BOSTON (AP) – Goals for restoring depleted fish stocks, which fishermen say have been set ridiculously high, could be adjusted – and possibly lowered – under a compromise approved this week by New England fishery managers.

The proposal requires regulators to study groundfish stocks halfway through a 10-year rebuilding plan and change the goals, some set at levels never seen in history, if they prove too high or too low.

The plan is one of several options the New England Fishery Management Council will consider in devising tough new fishing regulations, called Amendment 13.

But it’s the only one that addresses fishermen’s concerns about being locked into unreachable goals for population growth and is also likely gain court approval.

Tuesday’s council meeting was the last day new options for setting targets could be considered.

“We rose to the occasion,” said Thomas Hill, chairman of the council.

Gloucester fisherman Vito Giacalone said regulators’ willingness to reassess high targets is encouraging, because they also agreed to consider factors like fish reproduction, which fishermen can’t control.
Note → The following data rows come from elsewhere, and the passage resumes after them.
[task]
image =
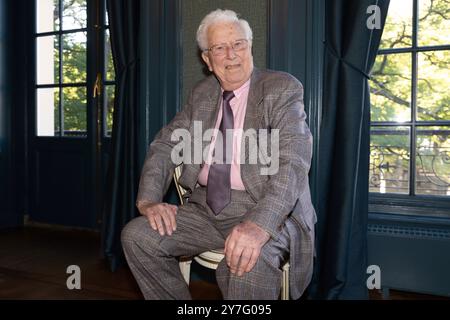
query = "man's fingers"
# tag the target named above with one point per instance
(254, 257)
(173, 208)
(151, 219)
(243, 262)
(167, 222)
(235, 256)
(159, 224)
(173, 221)
(229, 247)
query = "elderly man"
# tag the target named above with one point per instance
(260, 220)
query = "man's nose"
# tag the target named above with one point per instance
(231, 54)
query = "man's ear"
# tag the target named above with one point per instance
(206, 59)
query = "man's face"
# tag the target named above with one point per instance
(232, 68)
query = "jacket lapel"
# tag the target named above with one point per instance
(252, 120)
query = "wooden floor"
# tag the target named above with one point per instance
(34, 260)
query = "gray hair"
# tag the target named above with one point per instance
(220, 16)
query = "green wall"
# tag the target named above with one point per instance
(193, 11)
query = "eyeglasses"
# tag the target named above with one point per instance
(221, 49)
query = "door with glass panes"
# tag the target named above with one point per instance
(71, 121)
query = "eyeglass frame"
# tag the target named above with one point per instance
(227, 46)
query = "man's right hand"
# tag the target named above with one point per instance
(161, 216)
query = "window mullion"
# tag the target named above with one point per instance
(60, 52)
(414, 76)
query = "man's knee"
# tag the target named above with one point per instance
(135, 231)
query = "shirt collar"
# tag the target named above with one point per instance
(239, 91)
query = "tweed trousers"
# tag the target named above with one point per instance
(153, 259)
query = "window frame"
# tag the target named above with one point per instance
(412, 203)
(96, 64)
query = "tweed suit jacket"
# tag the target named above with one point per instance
(275, 101)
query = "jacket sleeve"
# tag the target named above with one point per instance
(158, 168)
(295, 151)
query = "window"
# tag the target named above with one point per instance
(62, 68)
(410, 103)
(109, 76)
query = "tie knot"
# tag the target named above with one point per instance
(228, 95)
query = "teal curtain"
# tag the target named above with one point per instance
(122, 177)
(342, 206)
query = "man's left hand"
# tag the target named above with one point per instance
(243, 247)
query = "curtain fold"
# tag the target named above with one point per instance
(342, 206)
(122, 176)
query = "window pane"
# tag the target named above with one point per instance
(47, 16)
(47, 112)
(110, 75)
(390, 88)
(74, 14)
(433, 95)
(106, 18)
(109, 108)
(47, 60)
(397, 32)
(434, 22)
(389, 160)
(75, 111)
(433, 161)
(74, 57)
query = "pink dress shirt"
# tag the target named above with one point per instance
(238, 106)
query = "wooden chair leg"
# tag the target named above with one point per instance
(185, 267)
(285, 283)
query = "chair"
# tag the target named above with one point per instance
(211, 259)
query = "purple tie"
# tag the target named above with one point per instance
(218, 189)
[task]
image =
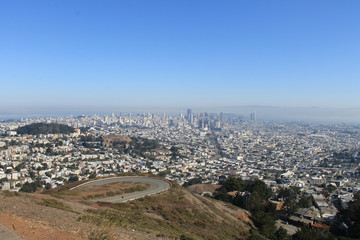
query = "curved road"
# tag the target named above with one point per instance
(156, 186)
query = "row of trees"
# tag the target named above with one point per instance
(254, 196)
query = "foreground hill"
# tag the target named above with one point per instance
(174, 214)
(45, 128)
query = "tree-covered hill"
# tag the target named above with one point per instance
(45, 128)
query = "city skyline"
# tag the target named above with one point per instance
(91, 55)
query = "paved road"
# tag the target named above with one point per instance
(7, 234)
(156, 186)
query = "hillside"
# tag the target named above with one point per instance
(45, 128)
(174, 214)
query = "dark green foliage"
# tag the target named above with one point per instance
(233, 184)
(45, 128)
(306, 233)
(281, 234)
(351, 217)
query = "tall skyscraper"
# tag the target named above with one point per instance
(253, 116)
(189, 116)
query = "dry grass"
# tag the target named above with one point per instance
(173, 213)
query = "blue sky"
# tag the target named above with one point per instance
(140, 53)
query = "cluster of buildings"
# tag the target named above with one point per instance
(201, 145)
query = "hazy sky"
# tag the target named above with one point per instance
(60, 53)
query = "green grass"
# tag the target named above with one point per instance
(8, 193)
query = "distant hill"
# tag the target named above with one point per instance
(45, 128)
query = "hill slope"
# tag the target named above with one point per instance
(45, 128)
(175, 214)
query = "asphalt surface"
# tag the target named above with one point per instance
(7, 234)
(156, 186)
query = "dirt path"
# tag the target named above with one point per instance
(7, 234)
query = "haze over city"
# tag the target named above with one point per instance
(300, 58)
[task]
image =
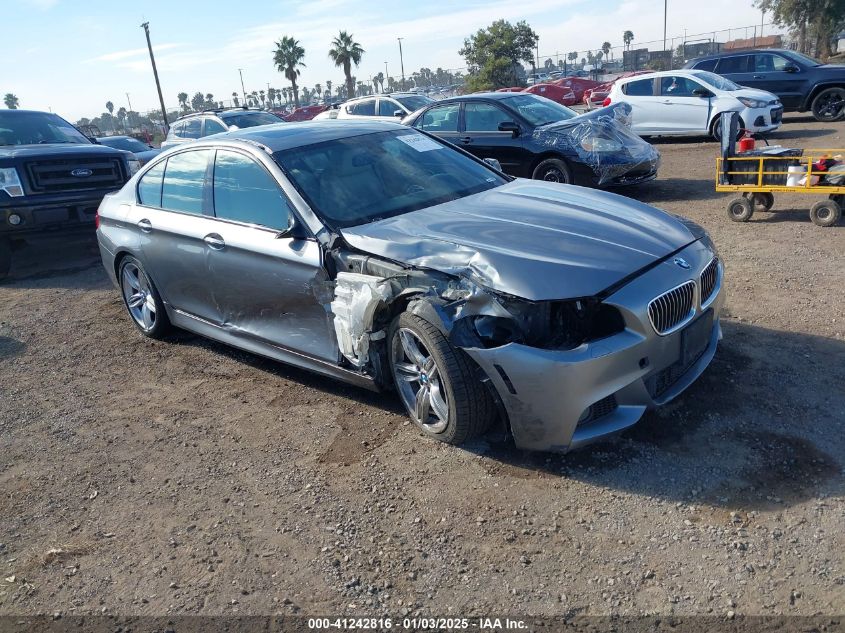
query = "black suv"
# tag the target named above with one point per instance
(802, 83)
(199, 124)
(52, 178)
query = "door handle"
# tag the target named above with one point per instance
(214, 241)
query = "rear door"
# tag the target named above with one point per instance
(481, 137)
(769, 75)
(682, 110)
(263, 285)
(172, 219)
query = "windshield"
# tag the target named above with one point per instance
(32, 128)
(251, 120)
(412, 104)
(361, 179)
(717, 81)
(129, 144)
(810, 61)
(538, 110)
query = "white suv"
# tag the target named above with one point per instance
(387, 107)
(689, 102)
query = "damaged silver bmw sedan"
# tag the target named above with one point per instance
(378, 255)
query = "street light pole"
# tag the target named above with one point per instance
(243, 90)
(146, 27)
(401, 61)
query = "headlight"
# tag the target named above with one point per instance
(10, 183)
(751, 103)
(598, 144)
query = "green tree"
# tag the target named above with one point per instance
(288, 58)
(344, 52)
(493, 55)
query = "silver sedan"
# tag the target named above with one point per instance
(378, 255)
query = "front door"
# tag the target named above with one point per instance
(481, 137)
(264, 286)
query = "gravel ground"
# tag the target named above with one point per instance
(184, 477)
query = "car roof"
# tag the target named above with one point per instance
(282, 136)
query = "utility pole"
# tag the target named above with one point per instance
(146, 27)
(401, 61)
(243, 90)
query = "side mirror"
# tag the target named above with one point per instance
(509, 126)
(495, 164)
(288, 230)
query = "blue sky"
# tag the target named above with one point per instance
(74, 55)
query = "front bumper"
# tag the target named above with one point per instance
(558, 400)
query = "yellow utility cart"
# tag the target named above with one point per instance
(759, 177)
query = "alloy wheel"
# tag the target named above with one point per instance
(139, 296)
(418, 381)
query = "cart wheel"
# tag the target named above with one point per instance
(740, 210)
(825, 213)
(763, 201)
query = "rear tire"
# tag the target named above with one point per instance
(553, 170)
(5, 257)
(829, 105)
(825, 213)
(458, 406)
(740, 210)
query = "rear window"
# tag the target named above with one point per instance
(641, 88)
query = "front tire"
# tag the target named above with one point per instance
(141, 299)
(553, 170)
(829, 105)
(436, 382)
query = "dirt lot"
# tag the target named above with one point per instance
(141, 477)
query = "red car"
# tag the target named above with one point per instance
(305, 113)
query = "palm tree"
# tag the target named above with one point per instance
(345, 52)
(288, 58)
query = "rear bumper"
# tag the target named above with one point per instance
(561, 400)
(55, 213)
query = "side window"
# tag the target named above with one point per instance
(766, 62)
(367, 107)
(192, 129)
(184, 179)
(734, 64)
(386, 107)
(245, 192)
(708, 64)
(641, 88)
(484, 117)
(213, 127)
(677, 87)
(149, 187)
(440, 118)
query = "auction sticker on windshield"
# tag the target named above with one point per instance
(419, 142)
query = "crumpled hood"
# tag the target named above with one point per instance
(530, 239)
(53, 150)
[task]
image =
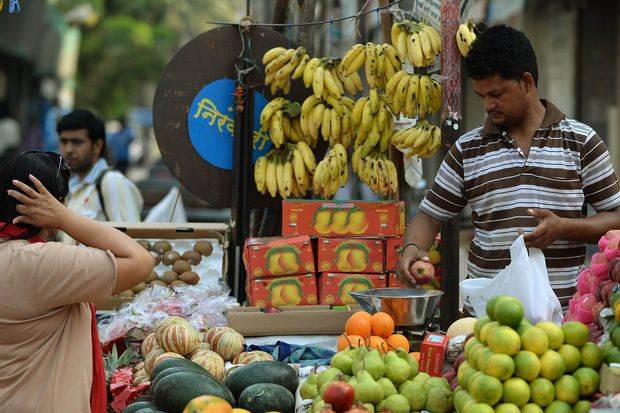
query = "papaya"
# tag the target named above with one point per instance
(173, 392)
(275, 372)
(267, 397)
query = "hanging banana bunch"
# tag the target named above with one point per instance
(331, 173)
(413, 95)
(329, 118)
(416, 42)
(281, 118)
(380, 62)
(372, 121)
(375, 170)
(286, 171)
(465, 36)
(282, 65)
(423, 139)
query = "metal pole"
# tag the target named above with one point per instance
(450, 114)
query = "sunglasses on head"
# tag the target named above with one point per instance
(56, 157)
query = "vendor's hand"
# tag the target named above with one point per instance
(549, 229)
(37, 207)
(403, 271)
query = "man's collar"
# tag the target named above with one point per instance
(91, 177)
(553, 116)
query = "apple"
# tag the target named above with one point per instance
(423, 272)
(340, 395)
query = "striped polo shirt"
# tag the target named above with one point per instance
(567, 167)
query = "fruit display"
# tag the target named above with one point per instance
(465, 36)
(510, 364)
(375, 374)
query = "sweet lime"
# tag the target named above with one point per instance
(535, 340)
(527, 365)
(508, 311)
(575, 333)
(542, 392)
(555, 334)
(571, 356)
(567, 389)
(552, 365)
But he worried they’d stubbornly stick to their original goals.

“It’s pretty tough not to be really nervous about what’s going to happen in five years,” he said.

The targets are crucial because fishing restrictions for each stock are set to meet them. Fishermen say if the goals are too high, they’ll face increasingly onerous fishing restrictions as the target moves out of reach, making it impossible to stay in business.

Fishermen were outraged by the new, higher targets for groundfish stocks recently set by the National Marine Fisheries Service, saying the projections had no basis in science or history.

The goal for rebuilding Gulf of Maine cod, for instance, rose from 22,000 metric tons to 82,800. The target for George’s Bank Haddock, now at 105,000 metric tons, rose to 250,300.

The industry pushed for a peer review of the NMFS science, which recommended the kind of flexibility in setting targets the council agreed to on Tuesday.

Geoff Smith of the environmental group The Ocean Conservancy said the key to the compromise is a provision that fishermen can’t fish any harder than a rate scientists determine is necessary to keep the stock healthy. The primary concern would become enforcing the new fishing rates, he said.

The council is scheduled to submit a final version of Amendment 13 to federal regulators by November. The amendment must also gain court approval, after a December 2001 federal court ruling that NMFS wasn’t doing enough to stop overfishing.